Mirando hacia atrás en la historia y viendo que normalmente volvemos a caer en las mismas piedras políticas y sociales -e incluso religiosas- que nos han hecho tanto daño, es bueno reconocer que los ideales de paz, prosperidad, solidaridad y convivencia, raras veces nacen de este suelo social, tantas veces teñido de sangre y sudor de inocentes. Inocentes porque pensar y sentir, sabiendo respetar lo del otro, no culpa a nadie de nada, a no ser que soñar esté prohibido, o ya le hayan aplicado un impuesto especial por cada vez que soñamos libremente. Estoy absolutamente persuadido de que los ideales, o nacen de Dios y por tanto perduran, o nacen de los hombres y mueren y se corrompen con ellos.

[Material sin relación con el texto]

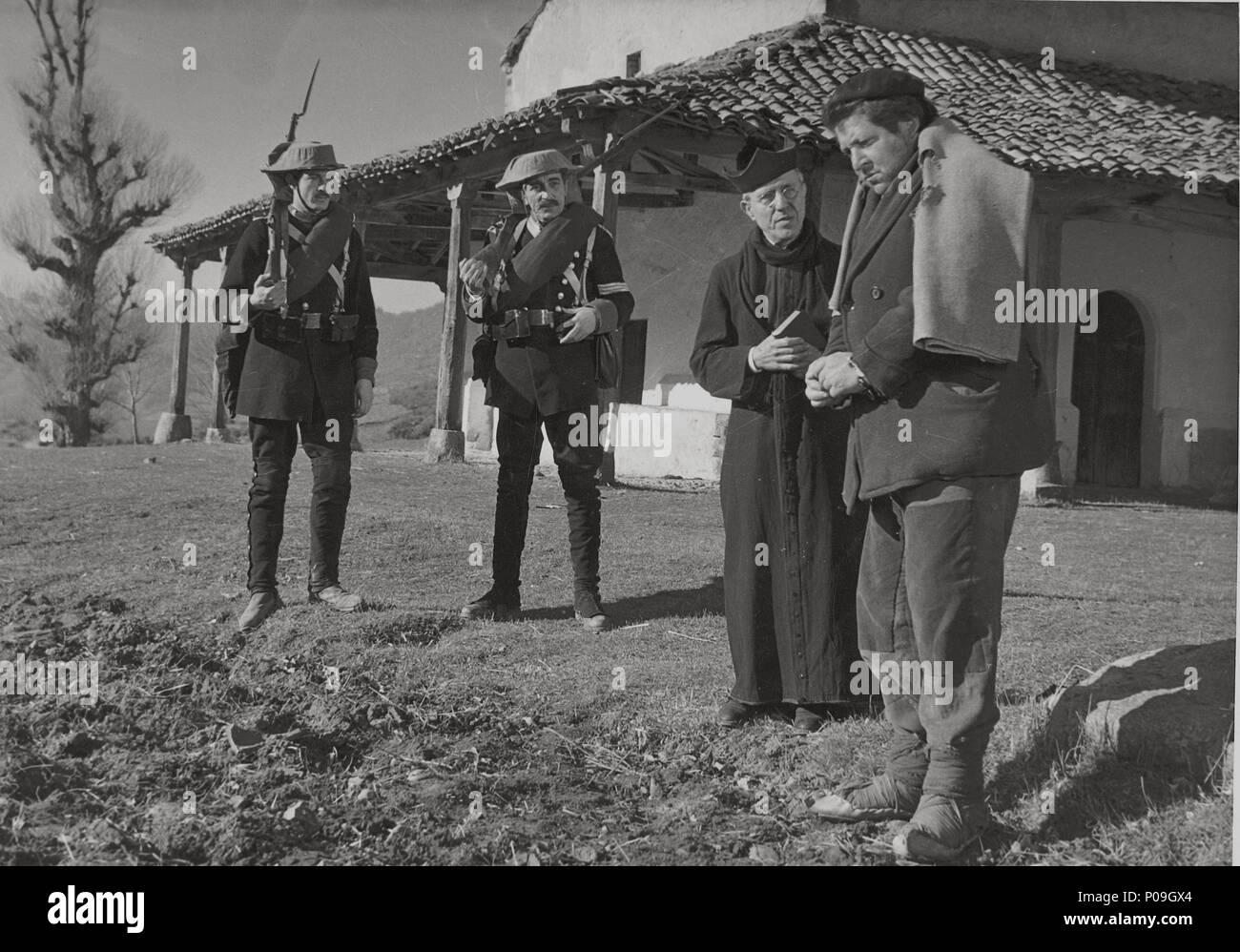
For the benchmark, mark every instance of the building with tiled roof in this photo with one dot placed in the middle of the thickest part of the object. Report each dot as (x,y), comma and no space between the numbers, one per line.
(1136,177)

Jesús nos habla hoy de algo así; nos deja clara su centralidad: "Nadie puede venir a mí si el Padre no lo atrae". Muchas veces nos hemos rendido a proyectos pastorales muy marcados por las ciencias humanas -que, como humanas que son, tienen errores-, los cuales han fracasado porque en el fondo somos nosotros los que queremos atraer a otros hacia Dios o, más bien, hacia nuestra forma de vivir la fe. Para mí los dos ingredientes fundamentales para la evangelización son la pluralidad y la libertad. La pluralidad que lleva a cada uno a encontrarse bien en un determinado grupo o actividad por sus cualidades, y la libertad de dejar elegir cuál es el lugar de cada cual en la Iglesia, sin vender fantasías ni construir castillos en el aire. Eso ya lo hace la sociedad cuando nos dice que la felicidad es esforzarse para poder tener un buen trabajo, una buena casa y buscar una buena pareja, y cuando viene la primera dificultad el castillo de naipes se desploma. Nuestra libertad es realista: no garantiza la felicidad de cada instante de la vida ni la exención de dificultades, pero nos llena del gozo de saber que Dios siempre estará a nuestro lado. Nos sostiene la certeza de que la fuerza en la debilidad y el alimento para no desfallecer nos vienen también de Dios: "Yo soy el pan vivo que ha bajado del cielo; el que coma de este pan vivirá para siempre".

Podemos mirar a la historia y descubriremos los ideales truncados de sistemas políticos y sociales que un día nacieron de hombres -incluso algunos hasta de buena voluntad-, pero mirando al presente vemos una Iglesia milenaria que brota y se alimenta de la voluntad de Dios.